大地を震わす和太鼓の律動に、甲高く鋭い笛の音が重なり響いていた。

「火花」又吉直樹

好きな小説をあらためて読む。なぜこの1文から始まったのだろう。

まず初めに祭囃子の様子が書かれている。
太鼓の低い音と、笛の高い音がそれぞれ目立っているのだろうが、「大地を震わす」なんて大げさな表現が良い。
いや、すぐそばで演っている漫才がかき消されるほどだから、このぐらいダイナミックな音なのだろう。
かき消されたところで誰も気にしない悲しい漫才なのだけれど。

イマイチうだつが上がらない漫才師が主人公の本作は、最後までうだつが上がらない漫才師だった私にもバッチリ刺さった。
ただし、漫才をやめてかなりの時間がたっていたからこの本を読めたのかもしれない。
現役の時や引退してすぐであれば、手に取る気すら起こらなかっただろう。
多分、悔しさを感じていたはずだから。自分の気持ちだけど遠い過去なのでこれは推察だ。

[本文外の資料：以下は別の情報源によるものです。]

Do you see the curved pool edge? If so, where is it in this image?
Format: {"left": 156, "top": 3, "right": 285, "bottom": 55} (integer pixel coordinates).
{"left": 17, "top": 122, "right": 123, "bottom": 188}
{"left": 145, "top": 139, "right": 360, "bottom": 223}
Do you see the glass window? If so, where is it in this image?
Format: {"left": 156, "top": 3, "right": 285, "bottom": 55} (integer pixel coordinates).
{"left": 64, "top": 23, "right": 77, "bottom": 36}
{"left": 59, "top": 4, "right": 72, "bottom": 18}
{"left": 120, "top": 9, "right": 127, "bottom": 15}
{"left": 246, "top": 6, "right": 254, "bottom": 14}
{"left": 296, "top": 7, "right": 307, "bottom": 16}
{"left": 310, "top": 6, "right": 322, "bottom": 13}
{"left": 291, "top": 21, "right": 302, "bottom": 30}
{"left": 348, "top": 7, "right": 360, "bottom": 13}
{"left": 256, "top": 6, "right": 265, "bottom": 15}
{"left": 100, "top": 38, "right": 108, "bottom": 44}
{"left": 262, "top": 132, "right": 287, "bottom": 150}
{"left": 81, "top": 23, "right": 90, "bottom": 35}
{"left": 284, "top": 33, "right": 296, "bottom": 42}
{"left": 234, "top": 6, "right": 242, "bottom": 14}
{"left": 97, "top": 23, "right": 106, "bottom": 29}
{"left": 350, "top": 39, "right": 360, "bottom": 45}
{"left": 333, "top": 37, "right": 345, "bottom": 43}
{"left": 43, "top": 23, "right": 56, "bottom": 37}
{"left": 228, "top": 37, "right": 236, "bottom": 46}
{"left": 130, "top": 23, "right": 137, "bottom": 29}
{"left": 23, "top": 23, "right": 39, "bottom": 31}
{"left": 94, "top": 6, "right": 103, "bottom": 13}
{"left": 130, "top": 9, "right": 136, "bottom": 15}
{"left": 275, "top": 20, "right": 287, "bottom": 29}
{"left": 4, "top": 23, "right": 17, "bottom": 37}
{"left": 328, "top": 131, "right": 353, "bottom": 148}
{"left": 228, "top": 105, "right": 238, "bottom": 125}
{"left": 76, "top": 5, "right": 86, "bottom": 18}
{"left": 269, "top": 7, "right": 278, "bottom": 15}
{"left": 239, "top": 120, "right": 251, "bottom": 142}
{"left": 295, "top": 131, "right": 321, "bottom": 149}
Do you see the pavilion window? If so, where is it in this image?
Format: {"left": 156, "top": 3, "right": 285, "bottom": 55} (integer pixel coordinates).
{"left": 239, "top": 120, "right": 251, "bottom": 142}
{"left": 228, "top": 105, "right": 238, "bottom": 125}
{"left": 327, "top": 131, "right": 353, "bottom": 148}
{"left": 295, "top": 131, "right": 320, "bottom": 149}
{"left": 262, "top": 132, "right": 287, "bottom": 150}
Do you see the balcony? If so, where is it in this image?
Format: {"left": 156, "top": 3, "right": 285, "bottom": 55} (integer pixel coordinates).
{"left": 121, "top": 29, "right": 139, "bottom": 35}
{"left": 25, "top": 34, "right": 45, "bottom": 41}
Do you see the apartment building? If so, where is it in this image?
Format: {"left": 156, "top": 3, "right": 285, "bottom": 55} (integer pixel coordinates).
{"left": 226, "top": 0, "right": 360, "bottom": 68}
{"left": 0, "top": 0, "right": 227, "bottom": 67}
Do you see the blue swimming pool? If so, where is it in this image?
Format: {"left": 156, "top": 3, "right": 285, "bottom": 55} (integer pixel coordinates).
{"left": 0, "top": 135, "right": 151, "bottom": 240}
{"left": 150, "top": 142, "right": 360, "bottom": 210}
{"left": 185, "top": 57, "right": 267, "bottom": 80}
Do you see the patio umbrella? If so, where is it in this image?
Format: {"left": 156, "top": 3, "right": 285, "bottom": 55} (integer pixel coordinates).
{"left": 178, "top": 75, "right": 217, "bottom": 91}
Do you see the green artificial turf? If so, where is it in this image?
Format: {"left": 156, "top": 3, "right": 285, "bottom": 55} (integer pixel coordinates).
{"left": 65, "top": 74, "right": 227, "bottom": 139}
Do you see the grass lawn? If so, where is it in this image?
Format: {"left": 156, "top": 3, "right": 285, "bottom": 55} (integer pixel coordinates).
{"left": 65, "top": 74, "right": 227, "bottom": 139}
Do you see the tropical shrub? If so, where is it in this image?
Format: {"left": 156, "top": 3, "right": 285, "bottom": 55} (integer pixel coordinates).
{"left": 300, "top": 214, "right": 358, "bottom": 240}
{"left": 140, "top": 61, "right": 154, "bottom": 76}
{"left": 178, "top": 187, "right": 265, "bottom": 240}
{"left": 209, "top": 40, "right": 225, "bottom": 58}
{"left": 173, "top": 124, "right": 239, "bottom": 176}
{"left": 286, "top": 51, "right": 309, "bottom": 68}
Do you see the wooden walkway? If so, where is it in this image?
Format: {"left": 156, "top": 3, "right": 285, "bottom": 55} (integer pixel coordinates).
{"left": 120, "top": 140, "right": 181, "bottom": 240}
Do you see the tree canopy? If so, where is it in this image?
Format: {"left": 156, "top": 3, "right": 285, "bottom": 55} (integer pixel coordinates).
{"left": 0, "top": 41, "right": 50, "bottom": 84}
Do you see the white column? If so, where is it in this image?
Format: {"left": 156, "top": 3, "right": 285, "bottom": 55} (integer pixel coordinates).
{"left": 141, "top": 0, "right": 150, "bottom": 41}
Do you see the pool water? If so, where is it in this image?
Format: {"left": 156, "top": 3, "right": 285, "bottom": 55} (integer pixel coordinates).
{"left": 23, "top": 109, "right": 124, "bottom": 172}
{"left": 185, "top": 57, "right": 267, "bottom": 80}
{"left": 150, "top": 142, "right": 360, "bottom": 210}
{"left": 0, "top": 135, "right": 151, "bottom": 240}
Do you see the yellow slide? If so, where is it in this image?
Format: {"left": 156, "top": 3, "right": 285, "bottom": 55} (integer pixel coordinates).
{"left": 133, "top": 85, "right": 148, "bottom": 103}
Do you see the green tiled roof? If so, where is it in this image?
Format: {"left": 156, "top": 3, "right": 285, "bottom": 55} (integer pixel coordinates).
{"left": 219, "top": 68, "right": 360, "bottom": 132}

だが、聞いてもらえない漫才をした経験は私にもあるので、この時の主人公の徳永の気持ちはなんとなくわかる気がする。
漫才師は漫才をしているときもしていない時も楽しいものだ。
もちろん、うけている瞬間が一番快感である。そして舞台袖で出番を待つ時間は緊張で死にたくなる。
でも、うけていなくても漫才師としての人生を楽しんでいるんだなと、徳永たちが感じているその空気感が強く伝わった。それは作品を通して良く分かった。

冒頭のシーンに話を戻す。
徳永たちの漫才は祭り会場の端になんとなく用意された場所で行われていて、お客はこれから始まる花火の方が気になっているという状況だ。
漫才の出来としては、文字にして読むとそこそこ面白いと思う。
「飼っているセキセイインコがしゃべったら嫌な言葉は」というネタらしい。
小説なので実際にどんな声色で、声量で、テンポで演じられたのかが分からないから何とも言えないが、私としてはシンプルで好きなフレームワークだ。(ちなみに映画版は見ていない)
でもまあ雑に断じるなら、その場ではすべっていたのだろう。環境も良くない。

ただ、大きな舞台や賞レースでないのであれば、すべった漫才はかき消してもらってちょうどよいのかもしれないな。
大地を震わせるほどでかい太鼓の音は、オーバーキルじゃないかと思うけど。
大げさに響く低音と高音の圧が漫才をかき消すには十分すぎて、風情があるけど漫才師には容赦ない書き出しだと思った。